LITTLE ROCK — The first-ever World Kidney Day will be recognized March 9, thanks in part to the efforts of University of Arkansas for Medical Sciences (UAMS) physician Sudhir V. Shah, M.D. Shah, a member of the World Kidney Day committee, is professor of medicine and director of the Division of Nephrology in the UAMS College of Medicine.


The observance comes as the kidney transplant program at UAMS marked its busiest year ever in 2005, setting program and state records with 84 kidney and kidney/pancreas transplants. With the addition of a new transplant surgeon, Youmin Wu, M.D., the program is expected to continue expanding.


“We’re pleased with the growth of the organ transplant programs and still believe there is the potential to help more people,” said Wu, director of the UAMS Multi-Organ Transplant Program and professor of surgery in the UAMS College of Medicine. “Teamwork is critical to transplant surgery since there is a lot of pre-transplant preparation and post-transplant care.”


Wu joined the UAMS faculty in 2004 to set up the state’s first liver transplant program, which accomplished its first transplant in May 2005. He also performs kidney transplants and joined Gary Barone, M.D., director of the kidney transplant program, who had been the only kidney transplant surgeon at UAMS.


The idea for World Kidney Day was developed by UAMS’ Shah and other members of the International Federation of Kidney Foundations and the International Society of Nephrology to draw attention to the global pandemic of kidney and associated cardiovascular disease. Starting this year, World Kidney Day will be recognized on the second Thursday in March.


“Most people with chronic kidney disease or hypertension are not diagnosed until long after the illness has developed. To make matters worse, people in most parts of the world do not have access to maintenance hemodialysis treatment or kidney transplants that can prolong their lives when end-stage kidney failure occurs,” Shah said.


The primary function of the kidneys is the removal of waste from the body through the production of urine. The kidneys also help regulate blood pressure, blood volume and the chemical composition of the blood.


Kidney disease is easy to detect with simple, routinely available tests and can be effectively treated with intensive blood pressure control, glucose control in diabetic patients, lipid-lowering medications and the use of kidney-protective medications.


Certain medical conditions – including diabetes, high blood pressure, lupus and polycystic kidney disease – can lead to chronic kidney failure. For many chronic kidney failure patients, transplantation is the only treatment.


Lorenzo Jones III, 53, of Pine Bluff had his kidneys fail as a result of high blood pressure – a condition that ran in his family. After four years of dialysis, Jones, a retired agent for the Internal Revenue Service, needed a kidney transplant.


His wife, Jacqueline, proved a match and on Nov. 9, 2005, he received one of her kidneys in a transplant operation.


“I feel great. I’m getting stronger,” Jones said recently. “I also feel very strongly now about the importance of monitoring your own health. Know the risks and dangers and be aware because by the time it was discovered that my kidneys were failing – it was too late.”

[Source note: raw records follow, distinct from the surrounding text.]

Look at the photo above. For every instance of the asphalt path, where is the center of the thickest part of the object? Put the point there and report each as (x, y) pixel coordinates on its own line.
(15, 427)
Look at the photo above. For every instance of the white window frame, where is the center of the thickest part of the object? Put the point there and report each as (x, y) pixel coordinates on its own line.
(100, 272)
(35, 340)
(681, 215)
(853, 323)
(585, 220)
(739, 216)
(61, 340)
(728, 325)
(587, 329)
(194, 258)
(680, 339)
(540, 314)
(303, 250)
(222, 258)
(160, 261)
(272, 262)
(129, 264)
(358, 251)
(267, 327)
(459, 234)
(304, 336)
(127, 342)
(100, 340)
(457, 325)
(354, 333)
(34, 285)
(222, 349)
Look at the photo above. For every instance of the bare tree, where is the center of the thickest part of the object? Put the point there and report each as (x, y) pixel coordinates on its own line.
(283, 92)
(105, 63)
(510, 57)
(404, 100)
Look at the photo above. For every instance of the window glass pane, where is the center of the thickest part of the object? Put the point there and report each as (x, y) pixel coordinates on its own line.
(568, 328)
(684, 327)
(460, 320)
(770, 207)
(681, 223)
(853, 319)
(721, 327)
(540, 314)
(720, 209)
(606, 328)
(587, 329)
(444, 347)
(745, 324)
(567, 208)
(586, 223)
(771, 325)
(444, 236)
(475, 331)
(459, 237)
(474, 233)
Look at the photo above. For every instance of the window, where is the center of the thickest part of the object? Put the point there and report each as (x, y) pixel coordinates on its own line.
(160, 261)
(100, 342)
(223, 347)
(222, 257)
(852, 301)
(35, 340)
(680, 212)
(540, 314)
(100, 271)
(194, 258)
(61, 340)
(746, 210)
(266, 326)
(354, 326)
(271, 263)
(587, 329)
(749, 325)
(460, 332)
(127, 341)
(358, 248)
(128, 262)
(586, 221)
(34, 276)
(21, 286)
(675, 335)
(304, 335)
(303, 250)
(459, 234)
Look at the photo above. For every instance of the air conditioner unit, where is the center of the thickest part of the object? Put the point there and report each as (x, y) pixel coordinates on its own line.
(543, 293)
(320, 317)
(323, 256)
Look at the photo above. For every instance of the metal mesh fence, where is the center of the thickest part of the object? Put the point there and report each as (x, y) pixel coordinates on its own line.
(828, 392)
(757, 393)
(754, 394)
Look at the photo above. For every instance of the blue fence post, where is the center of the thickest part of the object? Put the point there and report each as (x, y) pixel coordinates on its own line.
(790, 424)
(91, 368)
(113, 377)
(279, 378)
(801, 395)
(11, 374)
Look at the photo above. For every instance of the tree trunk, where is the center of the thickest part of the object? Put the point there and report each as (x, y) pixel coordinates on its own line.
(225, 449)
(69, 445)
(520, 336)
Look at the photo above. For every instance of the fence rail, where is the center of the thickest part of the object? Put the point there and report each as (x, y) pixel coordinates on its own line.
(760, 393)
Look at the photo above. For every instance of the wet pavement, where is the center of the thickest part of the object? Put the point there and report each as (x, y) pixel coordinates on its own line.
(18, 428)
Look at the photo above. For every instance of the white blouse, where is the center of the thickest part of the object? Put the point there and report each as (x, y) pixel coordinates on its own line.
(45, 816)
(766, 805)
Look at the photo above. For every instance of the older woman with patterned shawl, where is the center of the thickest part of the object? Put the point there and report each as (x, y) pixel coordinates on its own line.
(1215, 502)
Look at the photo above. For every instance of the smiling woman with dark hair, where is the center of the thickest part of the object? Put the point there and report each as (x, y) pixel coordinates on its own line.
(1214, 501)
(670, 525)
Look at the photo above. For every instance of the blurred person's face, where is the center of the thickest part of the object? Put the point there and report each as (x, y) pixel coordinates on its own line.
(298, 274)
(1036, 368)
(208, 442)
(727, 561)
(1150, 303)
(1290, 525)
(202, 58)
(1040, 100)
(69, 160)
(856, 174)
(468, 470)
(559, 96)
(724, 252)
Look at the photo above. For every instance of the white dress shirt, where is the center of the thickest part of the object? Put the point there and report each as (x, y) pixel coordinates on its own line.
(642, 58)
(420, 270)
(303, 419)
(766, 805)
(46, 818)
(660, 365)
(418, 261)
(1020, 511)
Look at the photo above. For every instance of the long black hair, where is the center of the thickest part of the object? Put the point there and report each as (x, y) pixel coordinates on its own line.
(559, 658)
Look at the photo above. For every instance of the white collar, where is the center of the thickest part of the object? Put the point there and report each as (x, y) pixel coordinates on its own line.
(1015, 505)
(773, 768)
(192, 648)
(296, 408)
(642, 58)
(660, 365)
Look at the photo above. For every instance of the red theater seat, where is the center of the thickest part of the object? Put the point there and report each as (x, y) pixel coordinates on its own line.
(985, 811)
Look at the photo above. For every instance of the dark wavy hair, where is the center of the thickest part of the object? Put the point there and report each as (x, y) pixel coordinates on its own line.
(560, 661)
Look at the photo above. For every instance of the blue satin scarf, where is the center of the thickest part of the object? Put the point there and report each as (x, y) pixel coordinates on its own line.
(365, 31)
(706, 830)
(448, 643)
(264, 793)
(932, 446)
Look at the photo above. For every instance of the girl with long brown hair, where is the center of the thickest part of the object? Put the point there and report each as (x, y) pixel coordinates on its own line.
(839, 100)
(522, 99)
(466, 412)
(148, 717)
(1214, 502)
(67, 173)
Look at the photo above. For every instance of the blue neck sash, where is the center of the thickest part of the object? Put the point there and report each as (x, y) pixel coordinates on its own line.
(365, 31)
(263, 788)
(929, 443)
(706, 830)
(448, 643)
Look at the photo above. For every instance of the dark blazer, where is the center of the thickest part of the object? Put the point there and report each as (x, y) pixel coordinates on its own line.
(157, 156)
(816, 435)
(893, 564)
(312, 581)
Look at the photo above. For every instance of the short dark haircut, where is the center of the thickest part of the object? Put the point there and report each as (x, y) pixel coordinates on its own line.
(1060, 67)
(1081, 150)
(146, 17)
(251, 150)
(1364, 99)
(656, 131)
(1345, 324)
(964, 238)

Barone said awareness of organ donation also will allow the UAMS transplant program to continue growing and helping more patients.

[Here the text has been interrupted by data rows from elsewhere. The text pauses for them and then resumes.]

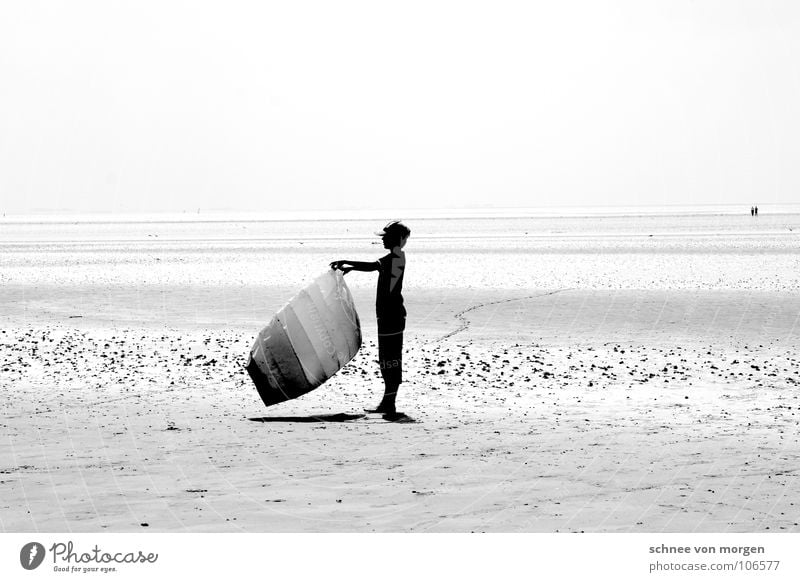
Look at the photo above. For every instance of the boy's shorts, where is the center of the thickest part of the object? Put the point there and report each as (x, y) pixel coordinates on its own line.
(390, 349)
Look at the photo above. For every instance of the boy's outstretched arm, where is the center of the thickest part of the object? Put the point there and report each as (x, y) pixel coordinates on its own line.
(347, 266)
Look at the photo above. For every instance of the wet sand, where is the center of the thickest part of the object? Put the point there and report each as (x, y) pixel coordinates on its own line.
(652, 401)
(670, 412)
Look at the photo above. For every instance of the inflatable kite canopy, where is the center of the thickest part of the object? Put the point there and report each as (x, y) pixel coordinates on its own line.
(308, 341)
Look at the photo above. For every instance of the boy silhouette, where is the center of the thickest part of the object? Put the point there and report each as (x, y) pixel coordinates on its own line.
(389, 309)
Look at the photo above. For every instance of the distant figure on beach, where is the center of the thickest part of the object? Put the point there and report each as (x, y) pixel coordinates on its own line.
(389, 309)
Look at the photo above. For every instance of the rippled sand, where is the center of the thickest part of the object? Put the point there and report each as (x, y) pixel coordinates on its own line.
(560, 380)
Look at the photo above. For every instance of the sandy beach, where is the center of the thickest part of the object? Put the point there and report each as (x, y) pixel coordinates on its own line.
(570, 374)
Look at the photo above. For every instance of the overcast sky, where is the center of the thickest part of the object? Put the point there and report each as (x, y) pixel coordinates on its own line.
(165, 105)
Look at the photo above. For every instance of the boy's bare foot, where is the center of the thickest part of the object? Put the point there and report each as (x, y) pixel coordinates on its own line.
(380, 410)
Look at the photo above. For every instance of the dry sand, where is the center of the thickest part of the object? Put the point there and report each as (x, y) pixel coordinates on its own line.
(568, 407)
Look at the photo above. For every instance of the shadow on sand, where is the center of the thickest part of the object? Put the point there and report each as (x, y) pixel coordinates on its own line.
(339, 417)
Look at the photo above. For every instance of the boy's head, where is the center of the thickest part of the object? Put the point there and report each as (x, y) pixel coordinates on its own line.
(394, 234)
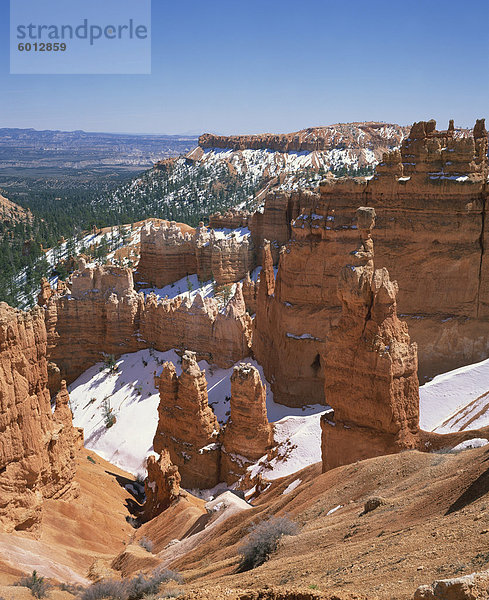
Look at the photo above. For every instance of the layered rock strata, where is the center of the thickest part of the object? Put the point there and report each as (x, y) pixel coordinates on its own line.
(431, 200)
(37, 448)
(370, 368)
(103, 315)
(248, 434)
(187, 426)
(168, 255)
(162, 485)
(189, 431)
(368, 135)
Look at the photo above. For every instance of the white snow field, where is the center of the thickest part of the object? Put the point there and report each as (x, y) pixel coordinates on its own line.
(450, 402)
(133, 398)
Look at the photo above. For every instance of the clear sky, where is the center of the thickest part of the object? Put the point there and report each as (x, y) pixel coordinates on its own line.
(252, 66)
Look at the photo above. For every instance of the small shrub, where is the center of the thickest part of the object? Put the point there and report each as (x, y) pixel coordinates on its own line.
(146, 585)
(107, 588)
(146, 543)
(264, 539)
(38, 585)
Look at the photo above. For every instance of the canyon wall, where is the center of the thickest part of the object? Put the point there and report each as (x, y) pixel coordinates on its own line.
(37, 448)
(370, 369)
(168, 255)
(430, 199)
(369, 135)
(248, 434)
(103, 315)
(370, 365)
(162, 485)
(190, 435)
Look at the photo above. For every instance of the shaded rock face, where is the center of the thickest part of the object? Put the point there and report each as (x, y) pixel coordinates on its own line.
(370, 365)
(431, 234)
(162, 485)
(189, 431)
(370, 369)
(104, 315)
(168, 255)
(187, 426)
(37, 447)
(45, 293)
(248, 434)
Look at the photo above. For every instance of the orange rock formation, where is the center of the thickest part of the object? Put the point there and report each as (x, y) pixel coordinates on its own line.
(187, 426)
(104, 314)
(248, 434)
(431, 235)
(168, 255)
(162, 485)
(370, 365)
(371, 135)
(36, 447)
(370, 369)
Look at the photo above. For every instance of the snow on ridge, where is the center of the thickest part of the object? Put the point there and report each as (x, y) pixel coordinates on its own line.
(134, 400)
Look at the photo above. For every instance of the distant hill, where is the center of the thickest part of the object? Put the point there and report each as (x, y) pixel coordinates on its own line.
(28, 151)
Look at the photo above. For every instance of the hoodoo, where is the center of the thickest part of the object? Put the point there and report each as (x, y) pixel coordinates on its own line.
(37, 448)
(248, 434)
(370, 364)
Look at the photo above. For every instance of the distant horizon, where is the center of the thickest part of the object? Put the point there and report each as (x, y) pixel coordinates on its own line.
(274, 67)
(196, 135)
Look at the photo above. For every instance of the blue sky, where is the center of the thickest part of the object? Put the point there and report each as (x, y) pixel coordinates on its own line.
(269, 65)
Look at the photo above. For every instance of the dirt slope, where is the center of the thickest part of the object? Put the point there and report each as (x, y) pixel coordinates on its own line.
(435, 524)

“We had a good year in 2005 and awareness about the good that organ donation can do played a role,” Barone said. “A successful transplant program requires teamwork – both with the transplant team, UAMS and with our organ procurement agency, the Arkansas Regional Organ Recovery Agency.”

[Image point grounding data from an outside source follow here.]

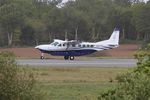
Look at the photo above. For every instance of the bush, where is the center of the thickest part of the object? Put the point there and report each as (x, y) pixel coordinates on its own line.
(15, 82)
(134, 85)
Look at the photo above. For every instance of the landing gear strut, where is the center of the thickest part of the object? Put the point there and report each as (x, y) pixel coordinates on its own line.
(42, 56)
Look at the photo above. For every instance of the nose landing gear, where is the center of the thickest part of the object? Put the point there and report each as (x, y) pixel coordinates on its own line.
(69, 57)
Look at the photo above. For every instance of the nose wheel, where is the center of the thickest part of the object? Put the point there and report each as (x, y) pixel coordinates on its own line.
(69, 57)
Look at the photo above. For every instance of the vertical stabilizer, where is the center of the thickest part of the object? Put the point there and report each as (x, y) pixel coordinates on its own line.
(114, 38)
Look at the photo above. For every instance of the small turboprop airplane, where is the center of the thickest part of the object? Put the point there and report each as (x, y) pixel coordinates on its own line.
(70, 49)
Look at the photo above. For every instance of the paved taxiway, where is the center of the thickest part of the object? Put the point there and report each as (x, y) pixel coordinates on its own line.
(79, 63)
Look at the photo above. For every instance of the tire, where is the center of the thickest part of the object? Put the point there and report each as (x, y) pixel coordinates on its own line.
(42, 57)
(71, 57)
(66, 57)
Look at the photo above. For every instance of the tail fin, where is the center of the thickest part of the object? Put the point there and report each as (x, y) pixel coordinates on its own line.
(114, 38)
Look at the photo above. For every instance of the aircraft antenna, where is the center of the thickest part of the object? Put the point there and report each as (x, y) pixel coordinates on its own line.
(76, 35)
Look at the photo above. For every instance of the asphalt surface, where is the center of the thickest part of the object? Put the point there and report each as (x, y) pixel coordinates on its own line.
(78, 63)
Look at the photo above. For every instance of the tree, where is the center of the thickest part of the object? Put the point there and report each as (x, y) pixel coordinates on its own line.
(11, 18)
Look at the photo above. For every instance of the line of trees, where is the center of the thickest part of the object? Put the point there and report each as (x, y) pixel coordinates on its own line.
(30, 22)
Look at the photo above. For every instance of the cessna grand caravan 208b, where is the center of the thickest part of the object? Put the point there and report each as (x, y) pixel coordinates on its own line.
(70, 49)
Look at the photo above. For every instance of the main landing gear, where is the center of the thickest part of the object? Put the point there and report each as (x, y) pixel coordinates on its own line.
(69, 57)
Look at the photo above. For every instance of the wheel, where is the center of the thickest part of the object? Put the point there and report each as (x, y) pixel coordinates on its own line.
(42, 57)
(71, 57)
(66, 57)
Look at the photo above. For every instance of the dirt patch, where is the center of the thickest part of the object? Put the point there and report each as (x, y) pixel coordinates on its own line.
(121, 51)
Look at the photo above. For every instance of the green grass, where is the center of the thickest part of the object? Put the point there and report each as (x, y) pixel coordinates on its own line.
(75, 83)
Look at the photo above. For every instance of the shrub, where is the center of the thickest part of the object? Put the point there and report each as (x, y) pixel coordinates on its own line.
(15, 82)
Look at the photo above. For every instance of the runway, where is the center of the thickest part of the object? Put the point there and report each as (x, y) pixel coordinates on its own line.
(78, 63)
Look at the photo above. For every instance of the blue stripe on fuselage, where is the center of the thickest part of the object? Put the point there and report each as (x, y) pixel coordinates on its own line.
(69, 52)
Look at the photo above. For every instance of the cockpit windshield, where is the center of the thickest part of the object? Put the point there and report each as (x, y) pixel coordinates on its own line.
(54, 43)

Developed countries treat more than 1 million individuals for kidney disease annually, with as many as 250,000 new cases each year, Shah said. And although some evidence suggests that end-stage kidney disease cases are slowing, the number of persons with type II diabetes is increasing. About 40 percent of these patients also will develop kidney disease and its associated risk for cardiovascular disease, while 10 percent will develop end-stage kidney disease.


“It is our hope that World Kidney Day will bring important information about kidney disease to people throughout the world, particularly those in disparate economies where the need is greatest,” Shah said.


UAMS is the state’s only comprehensive academic health center, with five colleges, a graduate school, a medical center, five centers of excellence and a statewide network of regional centers. UAMS has about 2,320 students and 690 medical residents. It is one of the state’s largest public employers with almost 9,000 employees, including nearly 1,000 physicians who provide medical care to patients at UAMS, Arkansas Children’s Hospital and the VA Medical Center. UAMS and its affiliates have an economic impact in Arkansas of $4.3 billion a year.